Je considérerai toute autre forme romanesque comme une tentative d’échapper à son sort. Il lui faudrait alors s’essayer à être tout autre que lui-même, dans des registres aussi inattendus que le roman d’aventures ou le roman érotique. Non bien sûr qu’il ne soit pas question dans ces romans de ses inclinations. Mais j’y vois avant tout le symptôme non d’un homme mais d’une charge, celle d’une nation, une charge dont la puissance symbolique marque à jamais les exercices futurs, dont celui de l’écriture.

Il y aura bien, en dehors de cette Compagnie, quelques littérateurs pour n’en rien comprendre, ceux-là même qui par leur état, qui est tout sauf la responsabilité d’un homme d’État, n’ont jamais ressenti la façon dont répondre d’autrui modifie en profondeur l’être, le verticalise selon une perspective qui n’est plus celle de l’individu, mais celle de l’autre que soi.

Encore faut-il avoir conscience des femmes et des hommes qui nous ont précédés et viendront après nous. Pour ce qui est de la généalogie de Valéry Giscard d’Estaing, je me contenterai d’esquisser ici certains axes dont je devine l’effet structurant sur sa personnalité.

Bien sûr, il faut compter comme personnage principal l’Auvergne.

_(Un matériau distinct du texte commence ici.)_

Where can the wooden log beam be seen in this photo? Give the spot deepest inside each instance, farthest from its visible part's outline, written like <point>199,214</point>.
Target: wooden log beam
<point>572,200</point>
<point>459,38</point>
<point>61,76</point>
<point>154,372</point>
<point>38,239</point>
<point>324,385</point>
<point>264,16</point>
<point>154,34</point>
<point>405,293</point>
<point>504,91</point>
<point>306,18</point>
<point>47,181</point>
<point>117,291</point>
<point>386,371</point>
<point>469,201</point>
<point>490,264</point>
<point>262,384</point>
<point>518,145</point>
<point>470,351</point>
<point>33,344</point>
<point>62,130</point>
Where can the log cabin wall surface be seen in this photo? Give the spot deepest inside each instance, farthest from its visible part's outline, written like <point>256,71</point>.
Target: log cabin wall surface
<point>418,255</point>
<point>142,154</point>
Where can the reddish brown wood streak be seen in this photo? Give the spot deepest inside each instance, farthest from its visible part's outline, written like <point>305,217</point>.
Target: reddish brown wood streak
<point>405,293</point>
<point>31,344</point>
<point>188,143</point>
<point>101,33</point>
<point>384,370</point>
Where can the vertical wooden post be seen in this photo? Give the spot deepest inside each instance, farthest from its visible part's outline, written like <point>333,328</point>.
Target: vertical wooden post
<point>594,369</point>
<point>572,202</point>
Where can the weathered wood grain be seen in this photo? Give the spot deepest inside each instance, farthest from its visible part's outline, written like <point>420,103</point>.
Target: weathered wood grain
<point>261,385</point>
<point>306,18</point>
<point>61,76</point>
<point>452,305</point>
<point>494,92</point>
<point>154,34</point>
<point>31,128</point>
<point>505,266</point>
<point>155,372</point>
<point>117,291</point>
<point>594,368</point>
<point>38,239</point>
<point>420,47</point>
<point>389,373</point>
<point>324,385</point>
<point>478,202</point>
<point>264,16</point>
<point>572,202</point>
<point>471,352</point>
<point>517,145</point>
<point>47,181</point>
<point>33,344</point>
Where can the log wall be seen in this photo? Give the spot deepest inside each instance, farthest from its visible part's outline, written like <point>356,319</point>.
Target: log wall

Le père de Valéry Giscard d’Estaing s’était attaché à montrer que sur les 128 personnes que sont ses ascendants au huitième degré, 95 % relèvent de ces volcans éteints.

Au-delà de l’inscription dans ces terres, nous devrions, ici plus qu’en tout autre lieu, considérer la portée des écrits. Ils posent les fondations de l’identité de notre futur Président : l’aristocratie et la bourgeoisie. Nous devons à son père ce livre ayant valeur de credo, La Monarchie intérieure. J’avais, à l’adolescence, été marqué par la lecture de La Statue intérieure, de François Jacob, titulaire du fauteuil 38, et voilà qu’il me faut ajouter à cette statuaire intime la monarchie elle-même. Les mots ont cette fonction étrange de tisser l’imaginaire. Il faut comprendre de ce titre, La Monarchie intérieure, l’attachement à un régime politique au sein duquel le pouvoir est détenu par un seul chef, le monarque, légitimé par sa relation spirituelle avec Dieu. Et partant, l’attachement à l’aristocratie. Le sous-titre, Essai sur la seigneurie de soi-même, accentue cette affiliation, peut-être devrais-je dire cette inféodation, tout en précisant la vocation éthique de l’ouvrage. Voilà un homme très pieux, d’une grande autorité, avec lequel son fils entretint une relation qui ne tolérait guère l’effusion des affects, ni d’ailleurs les paroles auxquelles ne répondent pas des actes.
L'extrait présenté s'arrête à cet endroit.